Note that we declare variable rushdie to have type Publication, not Book. Either is a valid type for it, but generally uses interfaces as types is considered better style than using classes, because it reveals fewer details to clients, which makes code more flexible.

We then write two assertions about the behavior of our example Book object, each in its own method. The static method assertEquals is similar to check-expect, in that it takes two arguments, first the expected value and second the expression to evaluate and check; the test succeeds when the values are “equal”.2Equality, in Java and in general, is a tricky concept. We will study equality and understand better what assertEquals does later in the semester.

@Test
public void testCiteApa() {
  assertEquals(
    "Salman Rushdie (1980). Midnight's Children. London: Jonathan Cape.",
    rushdie.citeApa());
}

@Test
public void testCiteMla() {
  assertEquals(
    "Salman Rushdie. Midnight's Children. London: Jonathan Cape, 1980.",
    rushdie.citeMla());
}

Each test case method must be preceeded by the annotation @Test for JUnit to find and run it, must return void and must require no arguments.

5.2 The Article class

The implementation of Publication for articles is similar enough to Book that we include it here without further discussion.

/**
 * Represents bibliographic information for journal articles.
 */
public class Article implements Publication {
  private final String title, author, journal;
  private final int volume, issue, year;

  /**
   * Constructs an article.
   *
   * @param title   the title of the article
   * @param author  the author of the article
   * @param journal the journal in which the article appears
   * @param volume  the volume of the journal
   * @param issue   the issue of the journal
   * @param year    the year of the journal
   */
  public Article(String title, String author, String journal, int volume,
                 int issue, int year) {
    this.title = title;
    this.author = author;
    this.journal = journal;
    this.volume = volume;
    this.issue = issue;
    this.year = year;
  }

  public String citeApa() {
    return author + " (" + year + "). " + title + ". "
             + journal + ", " + volume + "(" + issue + ").";
  }

  public String citeMla() {
    return author + ". \"" + title + ".\" " + journal + " "
             + volume + "." + issue + " (" + year + ").";
  }
}

The tests for articles are straightforward as well:

import org.junit.Test;
import static org.junit.Assert.assertEquals;

public class ArticleTest {
  Publication turing =
         new Article("Computing machinery and intelligence",
                     "A. M. Turing", "Mind", 59, 236, 1950);

  @Test
  public void testCiteApa() {
    assertEquals("A. M. Turing (1950).
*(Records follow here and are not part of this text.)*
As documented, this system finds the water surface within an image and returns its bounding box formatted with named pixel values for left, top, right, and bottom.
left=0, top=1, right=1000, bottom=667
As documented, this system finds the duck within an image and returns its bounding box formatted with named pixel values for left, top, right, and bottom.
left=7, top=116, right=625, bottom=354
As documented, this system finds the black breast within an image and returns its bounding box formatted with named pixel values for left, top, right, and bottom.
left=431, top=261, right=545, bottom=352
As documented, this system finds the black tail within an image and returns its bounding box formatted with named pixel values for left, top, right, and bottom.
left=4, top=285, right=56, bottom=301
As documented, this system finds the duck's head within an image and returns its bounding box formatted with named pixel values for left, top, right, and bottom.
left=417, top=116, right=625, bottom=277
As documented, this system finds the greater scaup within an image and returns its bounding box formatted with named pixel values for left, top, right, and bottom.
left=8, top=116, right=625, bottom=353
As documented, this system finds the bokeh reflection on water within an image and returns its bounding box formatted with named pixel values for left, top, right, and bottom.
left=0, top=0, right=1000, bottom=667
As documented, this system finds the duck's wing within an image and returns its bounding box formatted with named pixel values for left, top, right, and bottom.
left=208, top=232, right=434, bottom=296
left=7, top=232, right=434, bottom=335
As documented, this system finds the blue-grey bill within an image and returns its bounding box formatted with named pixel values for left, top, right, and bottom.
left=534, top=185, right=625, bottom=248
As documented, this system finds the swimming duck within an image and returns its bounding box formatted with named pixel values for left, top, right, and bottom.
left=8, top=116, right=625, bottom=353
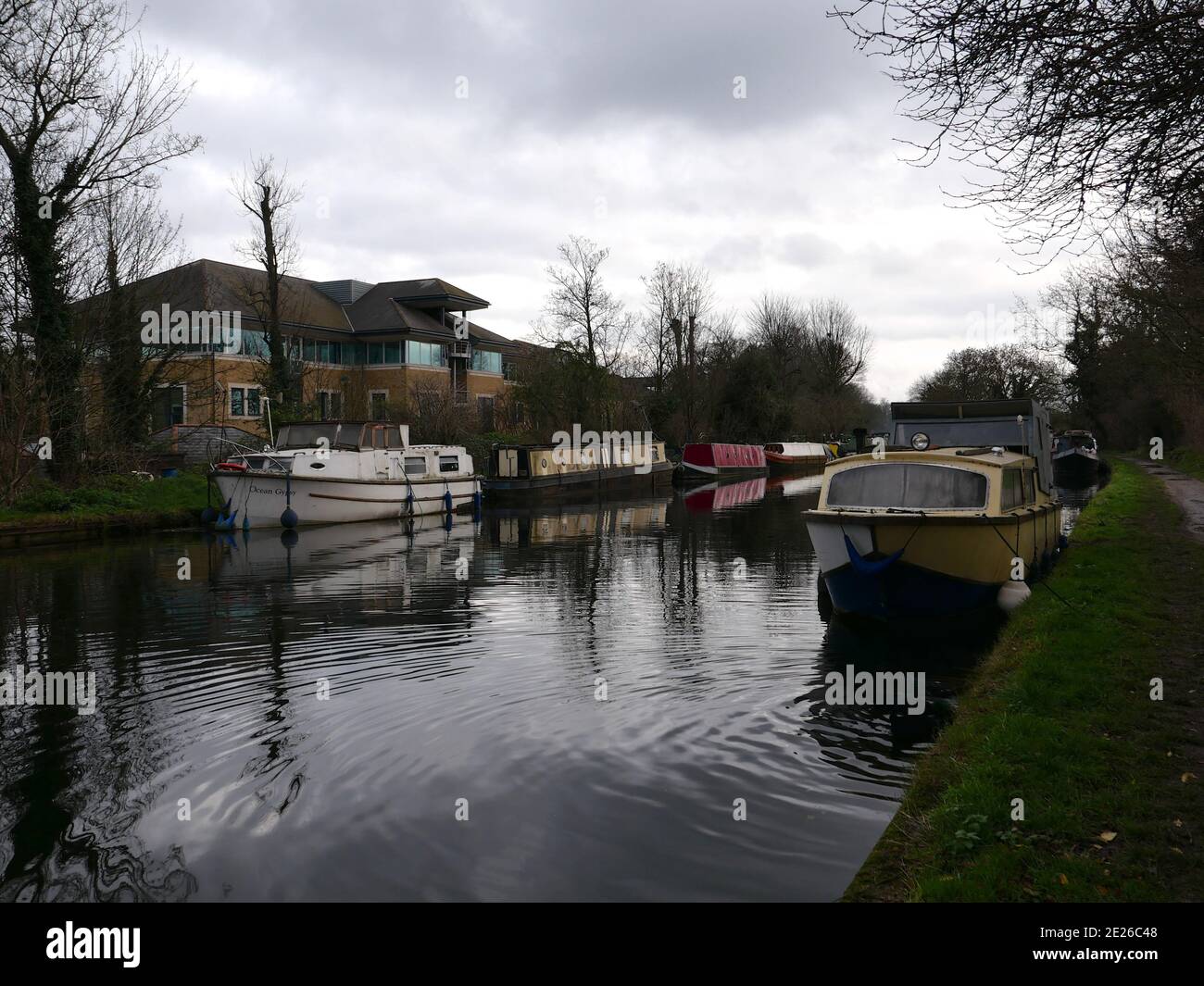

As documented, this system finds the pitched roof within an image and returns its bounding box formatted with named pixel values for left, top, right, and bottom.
left=80, top=260, right=514, bottom=347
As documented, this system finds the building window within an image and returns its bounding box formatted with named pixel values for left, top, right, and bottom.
left=318, top=390, right=344, bottom=421
left=404, top=340, right=448, bottom=366
left=230, top=384, right=261, bottom=418
left=369, top=390, right=389, bottom=421
left=472, top=349, right=502, bottom=373
left=477, top=396, right=494, bottom=431
left=151, top=386, right=184, bottom=431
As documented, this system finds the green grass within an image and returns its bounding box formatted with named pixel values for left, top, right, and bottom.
left=846, top=462, right=1204, bottom=901
left=0, top=469, right=205, bottom=530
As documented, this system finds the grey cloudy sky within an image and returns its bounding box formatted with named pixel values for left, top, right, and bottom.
left=142, top=0, right=1055, bottom=398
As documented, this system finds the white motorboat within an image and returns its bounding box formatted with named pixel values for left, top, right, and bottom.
left=209, top=421, right=481, bottom=530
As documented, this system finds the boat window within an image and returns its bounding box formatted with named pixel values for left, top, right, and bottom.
left=827, top=462, right=986, bottom=510
left=999, top=469, right=1024, bottom=510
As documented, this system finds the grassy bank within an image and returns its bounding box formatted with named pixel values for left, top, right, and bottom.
left=846, top=462, right=1204, bottom=901
left=0, top=470, right=205, bottom=534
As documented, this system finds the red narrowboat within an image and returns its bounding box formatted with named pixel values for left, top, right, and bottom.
left=682, top=442, right=768, bottom=476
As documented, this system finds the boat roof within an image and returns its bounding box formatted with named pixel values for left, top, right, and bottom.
left=830, top=445, right=1035, bottom=468
left=891, top=398, right=1040, bottom=421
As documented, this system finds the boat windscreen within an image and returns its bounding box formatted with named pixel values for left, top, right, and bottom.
left=276, top=421, right=349, bottom=449
left=827, top=462, right=986, bottom=510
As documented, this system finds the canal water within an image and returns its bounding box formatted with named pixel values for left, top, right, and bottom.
left=0, top=477, right=1093, bottom=901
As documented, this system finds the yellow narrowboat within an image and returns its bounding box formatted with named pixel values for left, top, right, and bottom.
left=806, top=401, right=1062, bottom=620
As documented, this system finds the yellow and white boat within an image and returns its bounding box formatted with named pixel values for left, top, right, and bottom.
left=806, top=401, right=1062, bottom=618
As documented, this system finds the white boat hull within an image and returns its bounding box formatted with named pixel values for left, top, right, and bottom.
left=213, top=470, right=481, bottom=530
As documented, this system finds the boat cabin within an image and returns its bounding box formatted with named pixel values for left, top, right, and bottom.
left=888, top=400, right=1054, bottom=493
left=819, top=446, right=1048, bottom=517
left=276, top=421, right=409, bottom=452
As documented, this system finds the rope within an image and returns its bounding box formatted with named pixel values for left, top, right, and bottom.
left=1035, top=579, right=1074, bottom=609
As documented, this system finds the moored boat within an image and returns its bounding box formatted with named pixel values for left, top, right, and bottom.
left=484, top=442, right=673, bottom=501
left=682, top=442, right=770, bottom=481
left=1054, top=430, right=1099, bottom=486
left=806, top=401, right=1062, bottom=618
left=765, top=442, right=834, bottom=472
left=209, top=421, right=481, bottom=529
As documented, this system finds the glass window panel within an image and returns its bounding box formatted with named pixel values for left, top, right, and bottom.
left=827, top=462, right=986, bottom=509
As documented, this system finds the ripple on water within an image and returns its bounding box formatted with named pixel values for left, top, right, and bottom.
left=0, top=489, right=1093, bottom=899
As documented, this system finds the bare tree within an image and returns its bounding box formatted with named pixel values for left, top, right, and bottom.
left=0, top=0, right=200, bottom=477
left=911, top=343, right=1066, bottom=406
left=834, top=0, right=1204, bottom=256
left=232, top=156, right=302, bottom=404
left=87, top=188, right=184, bottom=458
left=802, top=298, right=873, bottom=393
left=534, top=236, right=634, bottom=369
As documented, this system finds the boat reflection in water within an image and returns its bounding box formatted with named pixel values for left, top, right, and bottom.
left=204, top=516, right=477, bottom=597
left=768, top=468, right=823, bottom=497
left=685, top=476, right=766, bottom=513
left=483, top=496, right=673, bottom=546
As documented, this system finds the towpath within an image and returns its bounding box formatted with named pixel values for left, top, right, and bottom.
left=1128, top=458, right=1204, bottom=542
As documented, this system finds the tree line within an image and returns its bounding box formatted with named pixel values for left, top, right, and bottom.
left=518, top=236, right=882, bottom=445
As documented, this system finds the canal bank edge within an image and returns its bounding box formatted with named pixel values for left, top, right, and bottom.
left=844, top=462, right=1204, bottom=902
left=0, top=469, right=206, bottom=550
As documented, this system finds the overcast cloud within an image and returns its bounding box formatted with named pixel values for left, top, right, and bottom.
left=142, top=0, right=1056, bottom=400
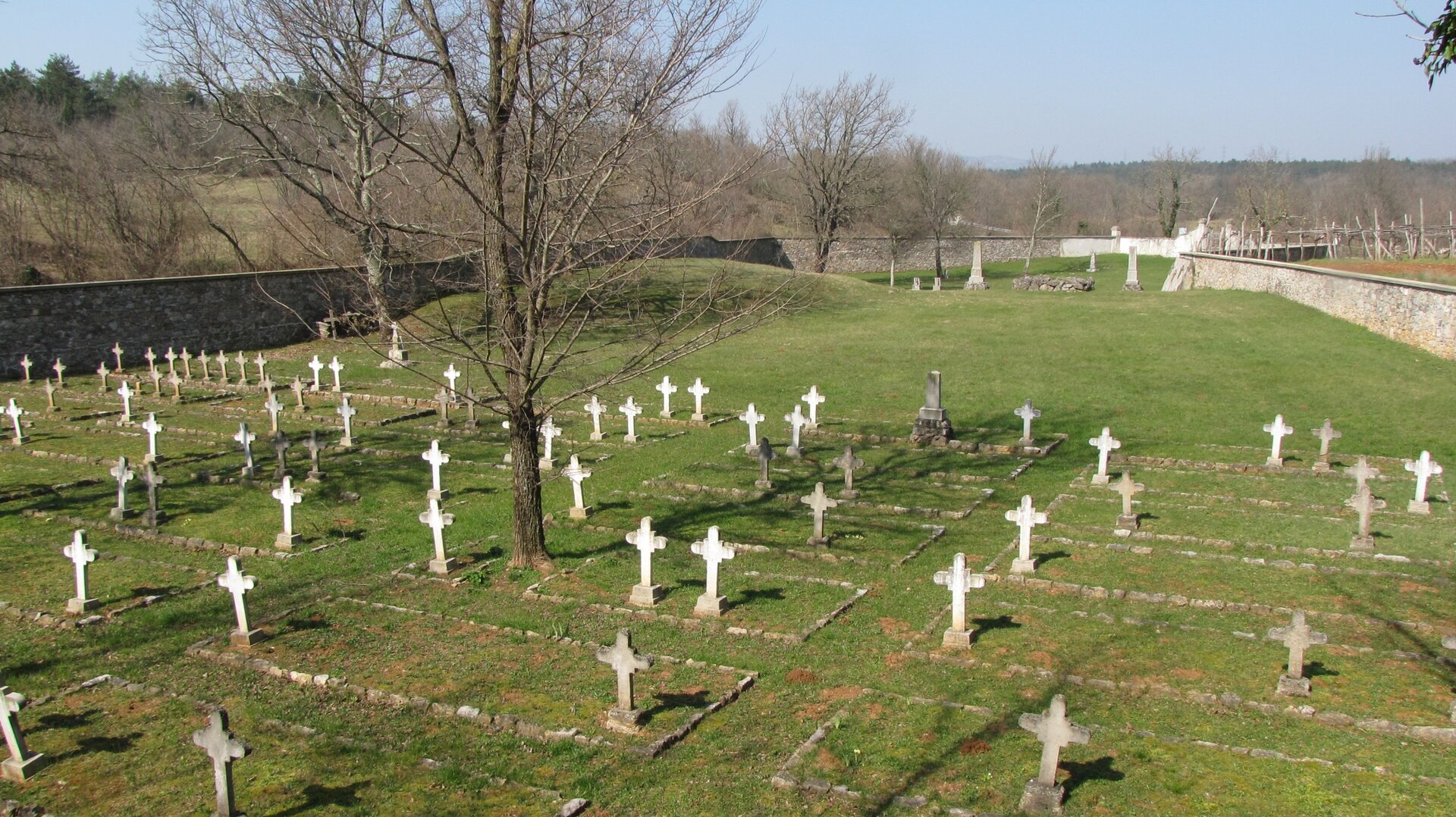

Computing machinery and "
                   + "intelligence. Mind, 59(236).",
                 turing.citeApa());
  }

  @Test
  public void testCiteMla() {
    assertEquals("A. M. Turing. \"Computing machinery and "
                   + "intelligence.\" Mind 59.236 (1950).",
                 turing.citeMla());
  }
}

Implementing and testing a Website class is left as an exercise for the reader.

6 Looking forward

We’ve seen how object-oriented style lets us organize our code in a different way than functional style: Objects encapsulate both data and behaviors associated with that data. The above example illustrates this at a small scale.

The rationale for object-oriented design can be better understood by applying it to bigger examples. This allows us to appreciate more its uses and understand why it is so popular. Please see the accompanying slides for some rationale, examples and advantages of object-oriented design at a high-level when applied to much bigger systems. We will learn throughout this course how organizing our programs as cooperating objects can help us engineer software systems and components that are flexible, reusable, and maintainable.

1Note that DrRacket will not allow redefining the book and article structs, so in the actual Racket source file, we use book*, etc.

2Equality, in Java and in general, is a tricky concept. We will study equality and understand better what assertEquals does later in the semester.